Onnxruntime: Can't make GPT2 working with past state

Created on 11 Aug 2020  Â·  6Comments  Â·  Source: microsoft/onnxruntime

Describe the bug
GPT2-XL exported to ONNX with past state works when past_sequence_length=0. But when I start generating actual text autoregressively, it doesn't work:

RuntimeError: Error in execution: Non-zero status code returned while running Attention node. Name:'GptAttention_1' Status Message: Inputs 'mask_index' with raw attention mask shall have shape batch_size x (past_sequence_length + sequence_length)

Although attention mask has exactly the shape of batch_size x (past_sequence_length + sequence_length).

Urgency
My company's project is blocked because I can't get optimized GPT2 to production.

System information

  • OS Platform and Distribution (e.g., Linux Ubuntu 16.04): Debian 9
  • ONNX Runtime installed from (source or binary): Binary
  • ONNX Runtime version: 1.4.0
  • Python version: 3.7.6
  • CUDA/cuDNN version: 10.1
  • GPU model and memory: Nvidia T4 16Gb + 51Gb RAM
  • Pytorch version: 1.5.0+cu101

To Reproduce

  1. cd to onnxruntime/python/tools/transformers
  2. Export GPT2-XL to ONNX with past like this (you might also need a fix from here)
python benchmark_gpt2.py \
--model_name "gpt2-xl" \
--cache_dir "./cache_models" \
--onnx_dir="./gpt2_xl_onnx_past" \
--test_times 10 \
--precision fp16 \
--optimize_onnx \
--use_gpu \
--batch_sizes "1" \
--past_sequence_lengths 1000 \
--result_csv gpt2_results.csv
  1. In the same directory create an inference notebook:
from benchmark_helper import Precision
from transformers import AutoTokenizer, GPT2Config
import numpy
import time
import torch
import os
import onnxruntime
import pandas as pd
from gpt2_helper import Gpt2Helper 

tokenizer = AutoTokenizer.from_pretrained('gpt2-xl')
device='cuda'

class ONNX_Generative_Model():

    def __init__(self, onnx_model_path,
                 model_class_name,
                 config,
                 device='cuda',
                 is_float16=True, 
                ):
        self.onnx_model_path = onnx_model_path
        self.model_class_name = model_class_name
        self.config = config
        self.device = device
        self.float_type = torch.float16 if is_float16 else torch.float32
        self.is_float16 = is_float16
        self.batch_size = 1

        #shapes for IO binding
        self.empty_past_sequence_length=0
        self.empty_past_shape = [2, 1, self.config.num_attention_heads, self.empty_past_sequence_length, 
                            int(self.config.hidden_size / self.config.num_attention_heads)]
        self.max_output_shapes = Gpt2Helper.get_output_shapes(1, 1024, 1024, self.config, self.model_class_name)

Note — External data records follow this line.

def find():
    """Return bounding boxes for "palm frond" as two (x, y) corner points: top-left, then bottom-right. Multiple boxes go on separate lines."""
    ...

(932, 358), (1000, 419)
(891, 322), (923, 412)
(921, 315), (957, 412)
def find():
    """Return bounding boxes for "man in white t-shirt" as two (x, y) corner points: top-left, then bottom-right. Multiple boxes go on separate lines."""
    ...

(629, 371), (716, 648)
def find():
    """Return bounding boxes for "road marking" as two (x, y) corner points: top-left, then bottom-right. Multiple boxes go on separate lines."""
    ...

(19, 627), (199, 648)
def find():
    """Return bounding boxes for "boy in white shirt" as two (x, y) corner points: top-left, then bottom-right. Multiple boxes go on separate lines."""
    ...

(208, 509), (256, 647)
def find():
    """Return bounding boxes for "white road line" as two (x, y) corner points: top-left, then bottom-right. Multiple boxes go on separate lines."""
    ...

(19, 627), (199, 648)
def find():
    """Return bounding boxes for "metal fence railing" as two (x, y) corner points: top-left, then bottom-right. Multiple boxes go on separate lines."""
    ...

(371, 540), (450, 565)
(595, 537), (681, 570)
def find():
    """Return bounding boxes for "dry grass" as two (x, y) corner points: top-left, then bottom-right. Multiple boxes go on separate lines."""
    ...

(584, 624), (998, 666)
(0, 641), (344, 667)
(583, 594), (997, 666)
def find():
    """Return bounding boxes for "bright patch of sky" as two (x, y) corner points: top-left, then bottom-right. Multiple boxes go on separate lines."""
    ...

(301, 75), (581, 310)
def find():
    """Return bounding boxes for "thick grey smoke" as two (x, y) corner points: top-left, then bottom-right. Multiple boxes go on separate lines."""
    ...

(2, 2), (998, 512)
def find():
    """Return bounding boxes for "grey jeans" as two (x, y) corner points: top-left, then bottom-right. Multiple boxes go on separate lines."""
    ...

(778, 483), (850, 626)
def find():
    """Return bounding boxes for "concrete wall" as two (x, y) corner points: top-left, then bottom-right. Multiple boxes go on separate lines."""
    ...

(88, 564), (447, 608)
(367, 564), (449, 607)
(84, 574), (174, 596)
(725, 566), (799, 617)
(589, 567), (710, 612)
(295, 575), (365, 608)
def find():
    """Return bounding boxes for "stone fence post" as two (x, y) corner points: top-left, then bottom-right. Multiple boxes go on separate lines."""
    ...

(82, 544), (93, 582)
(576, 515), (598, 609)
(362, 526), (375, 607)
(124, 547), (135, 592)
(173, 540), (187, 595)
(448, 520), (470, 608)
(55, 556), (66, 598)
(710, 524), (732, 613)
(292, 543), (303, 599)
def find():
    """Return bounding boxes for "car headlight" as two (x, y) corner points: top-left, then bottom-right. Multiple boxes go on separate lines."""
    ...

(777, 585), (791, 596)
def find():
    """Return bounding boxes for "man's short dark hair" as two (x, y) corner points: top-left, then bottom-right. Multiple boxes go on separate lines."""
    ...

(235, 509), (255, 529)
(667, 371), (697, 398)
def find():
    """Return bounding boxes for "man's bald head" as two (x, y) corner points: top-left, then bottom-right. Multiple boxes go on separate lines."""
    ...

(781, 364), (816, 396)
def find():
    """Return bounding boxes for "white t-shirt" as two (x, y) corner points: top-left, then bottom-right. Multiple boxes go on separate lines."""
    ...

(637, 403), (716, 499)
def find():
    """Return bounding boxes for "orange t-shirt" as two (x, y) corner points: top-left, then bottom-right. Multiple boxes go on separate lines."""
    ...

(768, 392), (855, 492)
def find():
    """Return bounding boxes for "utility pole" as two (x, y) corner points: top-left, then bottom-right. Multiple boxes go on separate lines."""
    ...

        #CUDA session with ONNX model
        self.sess_options = onnxruntime.SessionOptions()
        self.session = onnxruntime.InferenceSession(self.onnx_model_path, self.sess_options, 
                            providers=['CUDAExecutionProvider' if device=='cuda' else 'CPUExecutionProvider'])





    def get_real_inputs(self, 
                        input_ids,
                        past,
                        sequence_length,
                        past_sequence_length):

        """ Create real inputs for GPT2 model.
        Returns torch tensors of input_ids, position_ids, 
        attention_mask and a list of past state tensors.
        """

        past_sequence_length = past[0].shape[3]
        total_sequence_length = input_ids.shape[1]

        print('past_sequence_length', past_sequence_length)
        print('total_sequence_length', total_sequence_length)

        attention_mask = torch.ones([self.batch_size, total_sequence_length], 
                                    dtype=self.float_type, device=self.device)

        # Deduce position_ids from attention mask
        position_ids = (attention_mask.long().cumsum(-1) - 1)
        position_ids.masked_fill_(position_ids < 0, 0)
#        position_ids = position_ids[:, past_sequence_length:]
        position_ids = position_ids[:, :]

        print('input_ids.shape', input_ids.shape)
        print('position_ids.shape', position_ids.shape)
        print('attention_mask.shape', attention_mask.shape)
        print('past[0].shape', past[0].shape)

        return input_ids, position_ids, attention_mask, past



    def __call__(self, input_ids, past=None):

        if past:
            past_sequence_length = past[0].shape[3]
            print('past_sequence_length', past_sequence_length)
            print('past_shape', past[0].shape)
        else:
            past_sequence_length = self.empty_past_sequence_length
            past = [torch.empty(self.empty_past_shape, dtype=self.float_type, 
                                device=self.device) for _ in range(self.config.n_layer)]

        sequence_length = len(input_ids[0])


        #put everything together for ONNX input
        onnx_inputs = self.get_real_inputs(input_ids, past, sequence_length, past_sequence_length)
        output_shapes = Gpt2Helper.get_output_shapes(1, past_sequence_length, sequence_length, 
                                                     self.config, self.model_class_name)
        output_buffers = Gpt2Helper.get_output_buffers(self.max_output_shapes, self.device, Precision.FLOAT16)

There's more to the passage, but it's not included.